Congratulations to both of them. They’ve worked really hard to achieve these milestones.

2019 Incident Breakdown

In 2019 HIFR attended 193 incidents making it was the busiest year in our history. The bar graph that follows seems to indicate a trend toward increased call volume.

Here is a breakdown of the type of calls that kept us busy last year.

FR (medical)126
Duty Officer18
False Alarm9
Public Service8
Beach Fire7
Chimney Fire5
Motor Vehicle Incident MVI 4
Hydro Lines3
Brush Fire2
Ground Search2
Structural Fire2
Investigation (no fire)1
Fire Unclassified1
Burn Pile1
Walk-in First Aid1
RCMP Assist1
Telephone Wires1
CO Alarm1

We love the Co-op!!

As many of you know from seeing us around the island every Thursday night, we practice. Rain or shine, (okay we did take one snow day this year) we are out at various places on Hornby to try and refine our skills as firefighters.

After practice we do a debriefing to discuss what went right, where we can improve, and how to best do our jobs.

A perk after the hard work is “after practice snacks”. It’s at this time that we can do a little socializing and have some yummy treats to recharge our energy levels.

Over the last while, we have been lucky enough to have a generous patron in the Co-op. They have set up a system to give us a little help with the supplies that we buy to make the treats and beverages that we consume at the end of the night.

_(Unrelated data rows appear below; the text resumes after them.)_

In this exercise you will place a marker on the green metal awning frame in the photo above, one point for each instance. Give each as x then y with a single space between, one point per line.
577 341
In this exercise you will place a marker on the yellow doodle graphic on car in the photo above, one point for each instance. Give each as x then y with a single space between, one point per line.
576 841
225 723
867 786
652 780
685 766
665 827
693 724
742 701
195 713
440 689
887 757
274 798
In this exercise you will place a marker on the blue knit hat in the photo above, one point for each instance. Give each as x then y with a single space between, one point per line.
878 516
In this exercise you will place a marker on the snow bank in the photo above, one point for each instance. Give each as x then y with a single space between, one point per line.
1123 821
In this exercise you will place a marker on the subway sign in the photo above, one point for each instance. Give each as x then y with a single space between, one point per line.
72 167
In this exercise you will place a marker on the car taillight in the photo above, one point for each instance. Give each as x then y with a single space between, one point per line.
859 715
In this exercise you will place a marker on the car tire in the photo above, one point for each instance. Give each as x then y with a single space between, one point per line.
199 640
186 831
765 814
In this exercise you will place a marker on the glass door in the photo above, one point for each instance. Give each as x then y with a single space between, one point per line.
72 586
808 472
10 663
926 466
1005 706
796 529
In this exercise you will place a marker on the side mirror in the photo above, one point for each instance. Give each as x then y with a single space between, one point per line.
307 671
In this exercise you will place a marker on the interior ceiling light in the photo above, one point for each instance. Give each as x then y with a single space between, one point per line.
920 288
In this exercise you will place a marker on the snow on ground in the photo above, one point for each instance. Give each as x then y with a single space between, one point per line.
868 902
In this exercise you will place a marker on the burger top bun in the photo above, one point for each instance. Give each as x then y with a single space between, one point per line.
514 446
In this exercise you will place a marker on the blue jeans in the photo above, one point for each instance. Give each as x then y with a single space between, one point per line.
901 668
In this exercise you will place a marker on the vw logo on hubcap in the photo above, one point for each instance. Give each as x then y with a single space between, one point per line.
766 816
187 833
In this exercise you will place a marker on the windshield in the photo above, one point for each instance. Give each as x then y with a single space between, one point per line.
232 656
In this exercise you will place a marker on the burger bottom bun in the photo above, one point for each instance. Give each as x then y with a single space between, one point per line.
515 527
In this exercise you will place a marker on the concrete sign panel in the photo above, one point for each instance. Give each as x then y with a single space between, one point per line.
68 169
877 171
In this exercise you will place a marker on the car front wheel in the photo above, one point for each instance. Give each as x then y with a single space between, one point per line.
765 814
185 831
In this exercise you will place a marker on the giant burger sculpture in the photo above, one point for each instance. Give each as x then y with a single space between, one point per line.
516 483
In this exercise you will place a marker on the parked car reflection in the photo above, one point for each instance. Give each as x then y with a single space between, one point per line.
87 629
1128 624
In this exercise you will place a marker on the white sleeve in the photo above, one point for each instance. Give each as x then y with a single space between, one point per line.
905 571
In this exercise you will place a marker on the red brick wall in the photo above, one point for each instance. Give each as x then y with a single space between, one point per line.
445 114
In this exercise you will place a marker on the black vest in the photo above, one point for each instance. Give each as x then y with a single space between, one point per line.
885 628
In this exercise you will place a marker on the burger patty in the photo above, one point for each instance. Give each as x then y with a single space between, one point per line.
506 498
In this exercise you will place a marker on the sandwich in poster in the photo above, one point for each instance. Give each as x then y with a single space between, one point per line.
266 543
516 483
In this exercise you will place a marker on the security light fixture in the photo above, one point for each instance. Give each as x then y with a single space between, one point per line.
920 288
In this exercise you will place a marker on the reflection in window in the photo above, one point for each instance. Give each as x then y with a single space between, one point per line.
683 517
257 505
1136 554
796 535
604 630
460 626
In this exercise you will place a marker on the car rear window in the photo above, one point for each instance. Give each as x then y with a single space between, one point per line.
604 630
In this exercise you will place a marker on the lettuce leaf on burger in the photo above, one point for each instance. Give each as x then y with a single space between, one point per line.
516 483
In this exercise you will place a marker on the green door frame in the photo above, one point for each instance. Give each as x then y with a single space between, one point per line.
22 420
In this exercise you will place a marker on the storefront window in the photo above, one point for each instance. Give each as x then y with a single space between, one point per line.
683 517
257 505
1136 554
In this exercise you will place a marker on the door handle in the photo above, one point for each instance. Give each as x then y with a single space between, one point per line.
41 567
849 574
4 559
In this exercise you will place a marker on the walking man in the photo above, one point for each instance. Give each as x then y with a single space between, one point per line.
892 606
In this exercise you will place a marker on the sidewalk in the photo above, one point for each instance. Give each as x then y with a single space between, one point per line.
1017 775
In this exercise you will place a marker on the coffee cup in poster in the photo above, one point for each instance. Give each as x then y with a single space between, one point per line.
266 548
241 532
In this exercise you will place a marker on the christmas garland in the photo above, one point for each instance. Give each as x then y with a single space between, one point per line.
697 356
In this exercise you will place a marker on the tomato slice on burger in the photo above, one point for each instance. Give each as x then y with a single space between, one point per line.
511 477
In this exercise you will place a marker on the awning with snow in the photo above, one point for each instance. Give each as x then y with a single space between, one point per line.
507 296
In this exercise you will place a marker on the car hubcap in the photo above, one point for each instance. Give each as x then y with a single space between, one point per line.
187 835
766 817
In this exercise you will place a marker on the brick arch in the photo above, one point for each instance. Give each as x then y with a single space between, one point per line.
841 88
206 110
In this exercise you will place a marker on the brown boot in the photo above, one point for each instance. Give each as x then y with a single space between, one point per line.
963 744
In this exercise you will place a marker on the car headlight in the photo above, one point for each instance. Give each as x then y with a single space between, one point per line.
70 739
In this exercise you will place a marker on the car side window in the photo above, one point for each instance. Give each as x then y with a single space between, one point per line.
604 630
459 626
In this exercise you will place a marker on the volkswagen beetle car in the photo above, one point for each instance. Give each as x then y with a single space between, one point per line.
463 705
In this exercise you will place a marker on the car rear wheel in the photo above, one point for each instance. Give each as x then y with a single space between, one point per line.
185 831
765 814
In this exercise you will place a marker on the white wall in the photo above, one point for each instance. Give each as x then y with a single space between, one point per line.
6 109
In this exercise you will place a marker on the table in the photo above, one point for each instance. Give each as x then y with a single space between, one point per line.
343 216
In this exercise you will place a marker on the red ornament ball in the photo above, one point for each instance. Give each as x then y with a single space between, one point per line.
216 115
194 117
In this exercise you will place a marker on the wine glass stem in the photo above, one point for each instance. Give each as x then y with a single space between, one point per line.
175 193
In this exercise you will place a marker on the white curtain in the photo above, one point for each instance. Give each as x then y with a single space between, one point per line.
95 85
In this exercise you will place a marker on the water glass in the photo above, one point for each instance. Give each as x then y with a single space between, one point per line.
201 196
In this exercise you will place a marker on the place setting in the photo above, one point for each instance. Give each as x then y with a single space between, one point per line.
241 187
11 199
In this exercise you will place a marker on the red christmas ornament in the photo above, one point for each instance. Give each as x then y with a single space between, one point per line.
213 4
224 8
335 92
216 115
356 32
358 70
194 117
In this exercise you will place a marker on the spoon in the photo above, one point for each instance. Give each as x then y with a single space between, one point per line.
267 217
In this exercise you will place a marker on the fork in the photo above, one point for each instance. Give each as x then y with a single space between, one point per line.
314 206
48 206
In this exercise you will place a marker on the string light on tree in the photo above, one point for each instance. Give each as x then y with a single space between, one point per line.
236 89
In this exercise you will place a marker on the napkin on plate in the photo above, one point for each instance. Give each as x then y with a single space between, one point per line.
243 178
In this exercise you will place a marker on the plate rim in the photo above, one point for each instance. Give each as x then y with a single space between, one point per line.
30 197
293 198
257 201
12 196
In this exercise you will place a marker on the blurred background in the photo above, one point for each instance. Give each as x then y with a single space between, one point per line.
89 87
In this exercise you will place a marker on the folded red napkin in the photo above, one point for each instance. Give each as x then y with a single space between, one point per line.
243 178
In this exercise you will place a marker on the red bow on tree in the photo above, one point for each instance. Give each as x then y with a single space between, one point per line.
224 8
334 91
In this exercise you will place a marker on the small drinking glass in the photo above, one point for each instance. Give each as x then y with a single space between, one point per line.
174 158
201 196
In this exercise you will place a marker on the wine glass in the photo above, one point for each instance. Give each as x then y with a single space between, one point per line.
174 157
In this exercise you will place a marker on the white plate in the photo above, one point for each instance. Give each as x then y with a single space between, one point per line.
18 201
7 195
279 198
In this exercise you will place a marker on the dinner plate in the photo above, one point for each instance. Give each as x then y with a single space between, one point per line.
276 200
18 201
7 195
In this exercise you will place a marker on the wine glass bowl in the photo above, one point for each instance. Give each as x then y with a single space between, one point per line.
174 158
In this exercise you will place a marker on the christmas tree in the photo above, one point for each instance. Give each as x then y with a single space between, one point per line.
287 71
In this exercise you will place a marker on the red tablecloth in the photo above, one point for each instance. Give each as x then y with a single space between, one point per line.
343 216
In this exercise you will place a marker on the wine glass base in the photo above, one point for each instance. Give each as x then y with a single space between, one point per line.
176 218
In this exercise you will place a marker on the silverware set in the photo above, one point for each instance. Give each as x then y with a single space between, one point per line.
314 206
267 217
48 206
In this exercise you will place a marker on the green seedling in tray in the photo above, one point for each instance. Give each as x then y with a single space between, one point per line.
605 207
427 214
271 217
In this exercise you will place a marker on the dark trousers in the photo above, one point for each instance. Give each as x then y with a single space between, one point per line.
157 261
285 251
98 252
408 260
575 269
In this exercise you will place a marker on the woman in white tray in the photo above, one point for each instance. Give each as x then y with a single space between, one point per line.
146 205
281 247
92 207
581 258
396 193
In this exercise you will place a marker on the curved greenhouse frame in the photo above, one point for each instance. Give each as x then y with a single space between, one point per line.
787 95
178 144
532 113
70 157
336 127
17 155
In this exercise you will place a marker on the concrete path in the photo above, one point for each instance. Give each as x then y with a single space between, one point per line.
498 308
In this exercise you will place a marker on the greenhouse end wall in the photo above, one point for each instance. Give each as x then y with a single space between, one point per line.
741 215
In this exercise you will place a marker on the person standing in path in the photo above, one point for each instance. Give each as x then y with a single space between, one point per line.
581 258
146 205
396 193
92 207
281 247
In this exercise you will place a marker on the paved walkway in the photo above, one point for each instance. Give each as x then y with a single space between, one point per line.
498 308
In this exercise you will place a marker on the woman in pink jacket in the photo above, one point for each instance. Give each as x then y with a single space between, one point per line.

So a big thanks to the Co-op and all the amazing staff there from all of us at Hornby Island Fire Rescue. It’s so great to have the support of our community and the Co-op.

Polar Bear Swim

The weather is forecasted to be cloudy and warm with a chance of showers for the 2020 edition of the Hornby Island Polar Bear Swim. HIFR will be at Grassy Point beach with trucks, hot dogs, chai and a big bonfire in anticipation of the multitude of swimmers hitting the water at noon sharp.

This is a great family event with everyone from 6 years old to those in their 80s swimming or just watching the spectacle.

Pro tips:
1) Bring a mug for the hot chai to avoid a single use cup.
2) Wear water shoes because the pebbles can be hard on your feet.

Don’t let the shocked looks scare you. The water is usually very warm.